In a massive disclosure that has sent shockwaves through India’s financial sector, a confidential review conducted by PricewaterhouseCoopers (PwC) has exposed severe accounting irregularities and structural control collapses within IndusInd Bank’s treasury operations.
The 71-page investigative report, commissioned by the bank’s board, reveals that back-office staff used unauthorized manual accounting entries to artificially mask mounting trading losses. These entries fabricated a massive receivable pool of ₹2,201.76 crore, directly resulting in a net overstatement of the bank’s profits and assets by ₹1,817.58 crore.
The forensic scope of the audit examined more than one million transactions across seven distinct asset classes spanning from April 1, 2023, to June 30, 2024.
The Modus Operandi: How the Losses Were Masked
At the core of the governance collapse was a fundamental, structural disconnect between two vital segments of IndusInd’s treasury infrastructure:
- The Asset Liability Management (ALM) Desk: Responsible for balancing overall balance-sheet and liquidity risks.
- The Trading Desk: Tasked with entering into external market transactions and hedges.
PwC discovered there was absolutely no automated linkage or digital reconciliation between internal trades logged by the ALM Desk and external hedges executed by the Trading Desk. Taking advantage of this systemic blind spot, the treasury back-office continuously pushed manual adjustments to conceal mounting trading losses, writing them off as artificial “receivables” owed by the ALM desk.
“The bank cannot clearly establish whether the on-balance sheet assets and liabilities… are hedged externally at the bank level,” the PwC report noted. “Lapses in maker-checker review and an overall lack of control over the manual entry process can result in inaccurate entries being posted.”
Breakdown of Key Accounting Irregularities
Beyond the primary ₹2,201 crore artificial asset buffer, the PwC review flagged multiple severe deviations from standard accounting conventions:
- Hidden Forex Forward Losses: Foreign exchange forward contracts entered into with external parties were not marked-to-market at designated reporting dates. Instead, they were recognized only upon final settlement. This allowed the bank to omit unrealized losses of ₹121.46 crore (as of March 2024) and ₹161.43 crore (as of June 2024) from its public financial reporting.
- Cross-Currency Swap Anomalies: Errors in accounting for cross-currency swaps resulted in a misstatement of ₹31.88 crore.
- Swap-Cost Amortization Lapses: Inappropriate calculations in swap-cost structures forced an accounting discrepancy of ₹15.93 crore.
Regulatory Backlash and Corporate Shake-up
The derivative fiasco has triggered a severe multi-agency pile-up.
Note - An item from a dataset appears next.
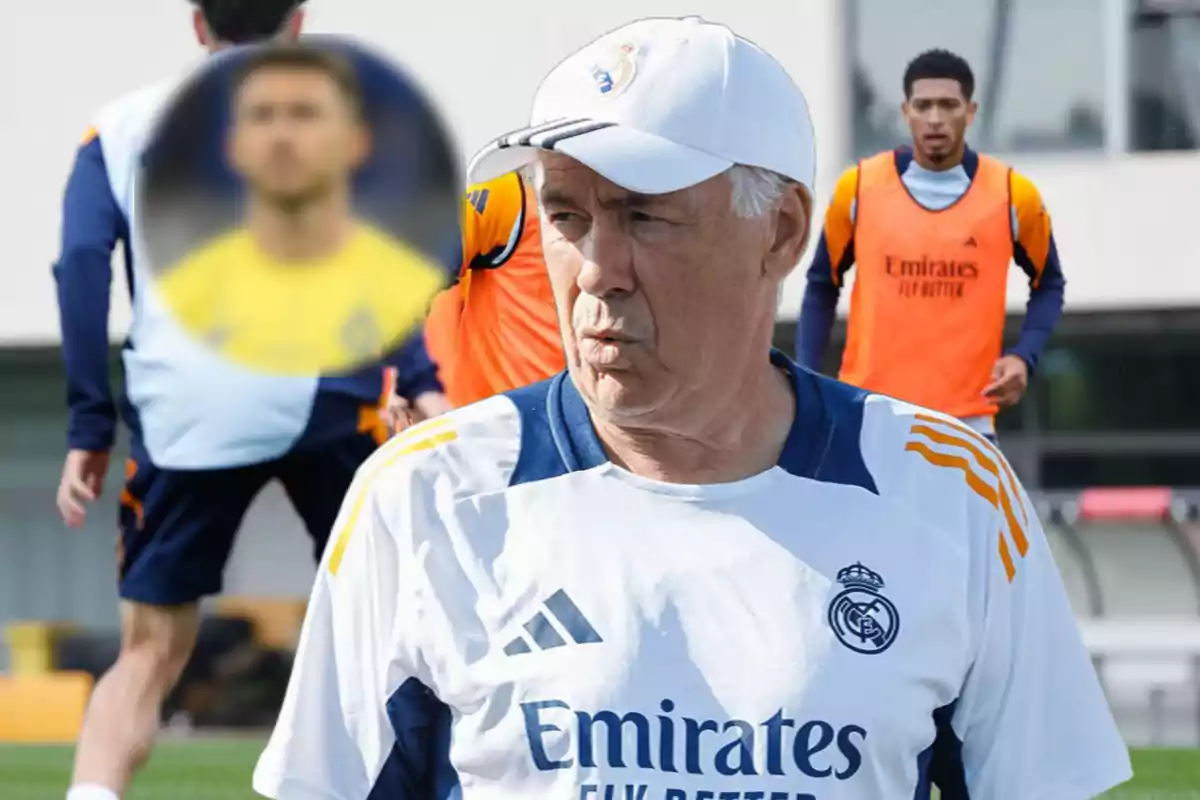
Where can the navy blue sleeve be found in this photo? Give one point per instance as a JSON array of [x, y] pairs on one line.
[[415, 371], [93, 224], [1042, 312], [820, 306]]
While PwC’s mandate was strictly restricted to a technical accounting review, a parallel forensic probe conducted by Grant Thornton (GT) went deeper into individual accountability.
The forensic findings have pinned joint responsibility on 25 senior employees, including high-ranking treasury heads, Deputy CEO Arun Khurana, and former MD & CEO Sumant Kathpalia.
The Broader Damage Map
The fallout has severely hit the bank’s operational metrics, leading to a complex regulatory cleanup:
| Discrepancy Component | Financial Impact / Status |
| Total Accumulated Treasury Receivables | ₹2,201.76 crore (Inflated asset column) |
| Net Overstatement of Profits & Assets | ₹1,817.58 crore |
| MFI Segment Misstatements | ₹674 crore (Incorrectly booked micro-finance income) |
| Full Discrepancy Capital Hit (Derivatives + MFI) | ~₹3,400+ crore |
| Post-Tax Impact on Net Worth | 2.27% reduction (As of December 2024) |
| IndusInd Q4 FY25 Final Bottomline | ₹2,329 crore Net Loss (After adjustments) |
What Lies Ahead for IndusInd Bank?
The Reserve Bank of India (RBI) has intervened directly, asserting that while the private lender remains well-capitalized on a standalone basis, immediate structural fixes are non-negotiable. The RBI penalized CEO Sumant Kathpalia by slashing his recommended three-year executive extension down to just a solitary year.
The bank has already completely discontinued the practice of internal derivative trading and reversed the incorrect entries in its audited financial statements. However, with the Serious Fraud Investigation Office (SFIO) summoning past statutory auditors (including MSKA & Associates and MP Chitale & Co) and a whistleblower complaint reaching the Prime Minister’s Office, IndusInd Bank faces an uphill battle to restore investor trust and repair its core profitability estimates for FY27.